Lorsque Fernando Alonso prolonge son contrat en 2012 jusqu’en 2016, l’accord indiquait deux années fermes et deux saisons en option. Disposant d’un salaire de 20 millions d’euros et une prime totale de 5 millions d’euros (en fonction du classement en championnat du monde pilote et constructeur), l’espagnol négocie une prolongation de son contrat en 2014. Le management de Ferrari d’alors lui propose un contrat d’une saison : 11 millions d’euros de salaire fixe et une prime de 80.000 euros par point (jusqu’à une limite de 20 millions d’euros). Si sur le papier l’ensemble était séduisant, cela relevait du piège.
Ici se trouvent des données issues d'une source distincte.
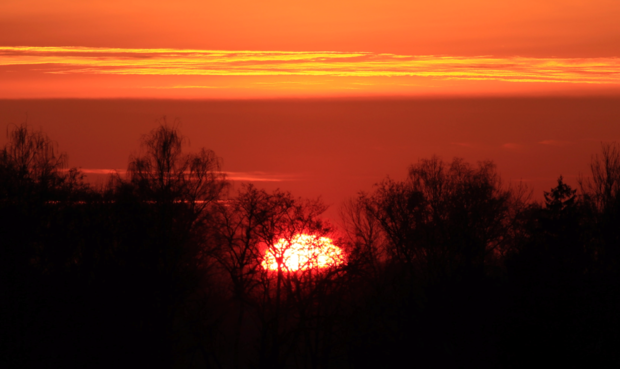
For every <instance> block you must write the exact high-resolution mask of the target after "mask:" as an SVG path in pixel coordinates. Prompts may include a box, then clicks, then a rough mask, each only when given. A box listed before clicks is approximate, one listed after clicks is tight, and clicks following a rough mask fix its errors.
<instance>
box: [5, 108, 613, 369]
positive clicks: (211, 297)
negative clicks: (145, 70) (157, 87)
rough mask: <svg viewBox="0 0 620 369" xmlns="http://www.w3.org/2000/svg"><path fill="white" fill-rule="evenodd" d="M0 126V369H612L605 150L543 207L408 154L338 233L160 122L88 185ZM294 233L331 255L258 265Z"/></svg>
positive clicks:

Alonso a refusé le projet.

Massa, Raikkonen et la baisse du salaire 

Juste avant, Felipe Massa avait accepté une baisse de 40% de sa rémunération passant de 10 millions d’euros à 6 millions d’euros et un contrat d’une saison en 2013 avec la Scuderia Ferrari. Même histoire avec Kimi Raikkonen qui en 2019 touchait 6 millions d’euros, deux fois moins que la saison précédente.

Au premier temps de cette doctrine

Cette piste idéologique provient de l’époque Jean Todt. En 1996, le manager français avait proposé de prolonger Gerhard Berger uniquement pour la saison 1996 contre 7 millions de dollars. Instant un principe qui a été dupliqué avec Irvine (prolongation pour 2000 d’une année contre 8 millions de dollars) et Barrichello (prolongation pour 2006 d’une seule saison contre 15 millions de dollars). Les deux pilotes ont profité de cette offre pour se valoriser sur le marché et signer d’important contrat respectivement chez Jaguar et Honda. Une manière élégante de sortir par le haut.

Désormais le principe de prolonger d’une seule saison un pilote que l’on ne souhaite plus est toujours de mise, mais l’élégance à laisser place à la chance de piloter pour l’une des trois meilleures équipes du championnat depuis 10 ans. La baisse de salaire drastique est ainsi rajoutée au package. Charge au pilote d’accepter ou refuser.